The 2007 graduates believe it would, provided Bhutanese, many of whom are illiterate and live in rural areas, were adequately educated on democracy, people’s fundamental right of franchise, and the significance of electing the right leader.

This was in essence the outcome of a symposium held recently during the National Graduates Orientation Program involving, other than graduates, election commission officials and members of the two registered political parties.

Most were optimistic because, they pointed out, the institutions critical to help make the 2008 election “free and fair” were firmly in place, chiefly the Election Commission of Bhutan (ECB).

But while they felt ECB was doing a commendable job given its infancy, some graduates felt ECB could do more.

They expressed concerns about media reports and on their own information, of election malpractices employed by party workers in remote places where people are largely ignorant. Gullible villagers were being influenced through false promises and a show of affluence, they said.
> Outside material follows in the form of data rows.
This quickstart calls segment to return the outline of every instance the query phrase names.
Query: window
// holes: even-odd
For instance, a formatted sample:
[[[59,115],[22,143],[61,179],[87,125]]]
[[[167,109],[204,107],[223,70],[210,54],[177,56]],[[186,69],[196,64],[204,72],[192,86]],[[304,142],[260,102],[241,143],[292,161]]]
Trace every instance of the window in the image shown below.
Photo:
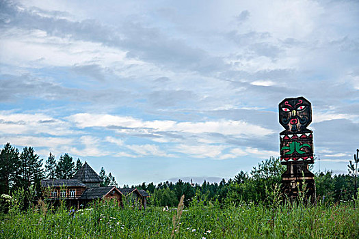
[[[53,190],[51,192],[51,197],[57,197],[57,190]]]

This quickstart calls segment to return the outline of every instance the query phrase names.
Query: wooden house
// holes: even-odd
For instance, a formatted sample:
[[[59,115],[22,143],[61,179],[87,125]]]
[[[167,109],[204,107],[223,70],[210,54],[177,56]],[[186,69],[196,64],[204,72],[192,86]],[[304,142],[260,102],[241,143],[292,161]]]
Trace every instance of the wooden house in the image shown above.
[[[85,162],[72,179],[41,180],[44,197],[55,205],[60,200],[65,201],[68,206],[77,208],[85,206],[94,200],[115,199],[118,205],[131,203],[146,208],[147,197],[150,197],[144,190],[137,188],[118,188],[114,186],[100,186],[102,179]]]

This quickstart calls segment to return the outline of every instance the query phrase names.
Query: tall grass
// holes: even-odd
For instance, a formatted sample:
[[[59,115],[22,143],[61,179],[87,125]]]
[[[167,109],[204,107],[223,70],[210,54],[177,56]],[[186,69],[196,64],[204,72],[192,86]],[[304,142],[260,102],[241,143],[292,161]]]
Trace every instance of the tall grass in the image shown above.
[[[265,205],[223,206],[196,196],[189,206],[168,212],[154,206],[145,210],[131,205],[120,208],[111,201],[69,210],[40,201],[26,212],[0,215],[0,238],[359,238],[358,199],[354,208],[352,203],[280,203],[275,193],[271,197]]]

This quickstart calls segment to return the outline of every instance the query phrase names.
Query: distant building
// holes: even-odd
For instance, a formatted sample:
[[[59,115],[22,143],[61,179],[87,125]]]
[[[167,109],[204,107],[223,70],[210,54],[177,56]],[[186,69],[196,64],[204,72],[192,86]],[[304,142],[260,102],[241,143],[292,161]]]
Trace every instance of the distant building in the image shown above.
[[[98,199],[115,199],[119,206],[124,200],[135,203],[140,208],[146,208],[147,197],[150,197],[144,190],[137,188],[118,188],[114,186],[100,186],[102,179],[85,162],[72,179],[42,180],[41,187],[46,200],[57,204],[60,199],[68,205],[77,208]]]

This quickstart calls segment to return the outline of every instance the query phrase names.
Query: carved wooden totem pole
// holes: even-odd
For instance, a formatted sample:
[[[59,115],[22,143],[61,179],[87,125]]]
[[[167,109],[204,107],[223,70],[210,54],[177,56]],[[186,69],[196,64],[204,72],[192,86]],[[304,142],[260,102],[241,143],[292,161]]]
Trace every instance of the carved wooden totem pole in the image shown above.
[[[280,163],[287,165],[282,192],[290,199],[305,189],[306,199],[315,201],[314,174],[308,169],[308,164],[314,163],[313,131],[306,128],[311,122],[312,104],[304,97],[287,98],[279,104],[279,122],[285,128],[279,134]]]

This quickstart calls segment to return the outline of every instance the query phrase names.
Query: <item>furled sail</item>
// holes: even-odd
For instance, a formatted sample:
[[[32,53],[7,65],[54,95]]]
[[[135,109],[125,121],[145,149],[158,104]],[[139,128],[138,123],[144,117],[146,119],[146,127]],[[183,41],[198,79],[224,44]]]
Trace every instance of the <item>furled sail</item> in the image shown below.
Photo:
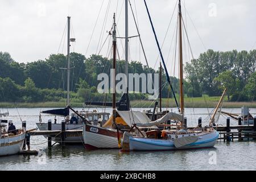
[[[41,112],[41,113],[65,117],[69,115],[69,110],[68,107],[66,107],[64,109],[58,109],[43,111]]]
[[[136,123],[138,127],[150,127],[152,126],[156,126],[159,124],[162,123],[168,120],[175,120],[177,121],[183,121],[183,116],[181,114],[177,114],[175,113],[168,113],[161,118],[158,119],[155,121],[150,122],[144,123]]]
[[[106,107],[112,107],[112,102],[85,102],[86,105],[94,105]],[[120,99],[120,101],[115,104],[117,110],[121,111],[130,110],[130,101],[129,96],[127,93],[124,93]]]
Having institutions and systems in place was of little use if Bhutanese could not vote on the basis of informed decisions.

“If the vote is exchanged for a meal or seduced through lies and robbed by threats, the whole purpose will be defeated,” said a commerce graduate, Tashi Tshering.

The graduates stressed the importance of educating the rural voter base. “People still have difficulty understanding the various terminologies used by ECB,” a presenter at the symposium pointed out. “It’s worrying to hear comments like ‘I will vote because it is mandatory’ or ‘I will vote for my cousin’ and even, ‘I will vote so that my land is not taken away.”

Some suggested that ECB could conduct education and awareness campaigns in local dialects for clarity and better understanding. They appealed to ECB to monitor the political parties under strict discipline.

The ECB officials informed the gathering that ECB was doing its best. “We have followed media reports and investigations are underway.”

Members of the two political parties said that the goal was to have a successful and vibrant democracy. One said that the two political parties were not enemies. “Democracy is too precious, therefore civility be- tween the parties should continue for a successful democracy.”

The bottom line from the symposium was that people should not be made to feel as though they were voting for a People’s Democratic Party or a Druk Phuensum Tshogpa government, but that they were voting for the government of the people of Bhutan.